Das ist natürlich in der Postmoderne ein Schock. Eine Haltung nicht nur zu sich selbst zu haben, das eigene ‹Ich› nicht als den Mittelpunkt der Welt zu empfinden, das gilt in der Postmoderne als grenzwertig, wenn nicht gar als grenzdebil. Doch wie wunderbar ist es, von einer Heldin zu lesen, die unter allerschwierigsten Bedingungen als Waise aufwachsend sich einen eigenen Weg in die Welt bahnt und sich von einer von Männern beherrschten Klassengesellschaft nicht unterkriegen läßt, und das mit einem moralischen Rigorismus, der einem das Herz erwärmt. Moral? Ja. Muß das sein? Ja.

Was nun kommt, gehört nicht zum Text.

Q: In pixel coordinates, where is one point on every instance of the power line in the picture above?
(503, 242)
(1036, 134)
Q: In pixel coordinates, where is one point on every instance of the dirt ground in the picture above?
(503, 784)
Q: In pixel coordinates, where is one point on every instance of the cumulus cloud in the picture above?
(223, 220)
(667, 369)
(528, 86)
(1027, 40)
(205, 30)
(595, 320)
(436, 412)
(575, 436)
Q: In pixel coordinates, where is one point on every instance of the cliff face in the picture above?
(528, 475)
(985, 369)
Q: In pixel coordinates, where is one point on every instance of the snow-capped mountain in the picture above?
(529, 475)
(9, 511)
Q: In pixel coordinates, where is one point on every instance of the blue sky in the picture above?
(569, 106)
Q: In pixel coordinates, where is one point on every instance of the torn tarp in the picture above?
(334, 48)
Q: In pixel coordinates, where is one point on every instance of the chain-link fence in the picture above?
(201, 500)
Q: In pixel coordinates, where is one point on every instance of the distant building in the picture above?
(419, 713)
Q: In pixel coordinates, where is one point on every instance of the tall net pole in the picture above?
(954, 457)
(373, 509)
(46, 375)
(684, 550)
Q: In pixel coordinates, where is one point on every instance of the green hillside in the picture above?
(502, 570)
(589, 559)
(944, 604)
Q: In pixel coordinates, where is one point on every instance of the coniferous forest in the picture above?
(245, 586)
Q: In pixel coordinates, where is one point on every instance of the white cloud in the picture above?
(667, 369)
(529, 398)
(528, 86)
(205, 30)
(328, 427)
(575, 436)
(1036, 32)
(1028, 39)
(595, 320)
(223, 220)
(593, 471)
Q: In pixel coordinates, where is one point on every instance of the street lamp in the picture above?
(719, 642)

Nebenbei, doch nicht am Rande: Jean Rhys hat in ihrem großartigen Roman ‹Sargassomeer› eine Art Vorgeschichte zu Brontës ‹Jane Eyre› erfunden. In der Buchgeschichte dazu schrieb ich: «Jean Rhys macht die verstörenden kulturellen Differenzen, die in ‹Jane Eyre› ausgeblendet werden, sichtbar, indem sie die Leerstellen und die Lücken in Brontës Roman erforscht, zwischen den Zeilen liest und das Unausgesprochene ausspricht.» Wenn Sie, lieber Leser und liebe Leserin, das Buch von Jean Rhys noch nicht gelesen haben, dann beginnen Sie am besten mit Brontës ‹Jane Eyre›, um sich dann der ‹Vorgeschichte› zu widmen.

Ach ja, noch eine Bemerkung zum Schluß, aber nur für jüngere Leserinnen. Hört mal zu, Mädels, ihr glaubt ja, daß euch heute alles ganz einfach so zufällt, wenn ihr nur gut ausseht und schick gekleidet seid. Das Wort ‹Feminismus› sagt euch nix und eigentlich wißt ihr auch gar nicht, was es bedeuten soll. Ihr wißt aber, daß ihr, wenn ihr nur hart genug an euch arbeitet, es beim nächsten Casting vielleicht doch noch schafft. Denn das Leben ist kein Ponyhof, sondern eine Casting-Show. Meint ihr. Und die Pólis (das ist die Welt außerhalb von euch, die euch eure Lebensfolie liefert)? Ach ja, die Pólis. Ehrlich, Mädels, was geht euch die an? Wenn ihr also mal was ganz krasses lesen wollt, von einer Frau, die eine Haltung hat, und das eben nicht nur zu sich und ihren Klamotten und ihren Gadgets, sondern ‹überhaupt›, dann lest Charlotte Brontës ‹Jane Eyre›. Ihr mögt doch lesen, oder?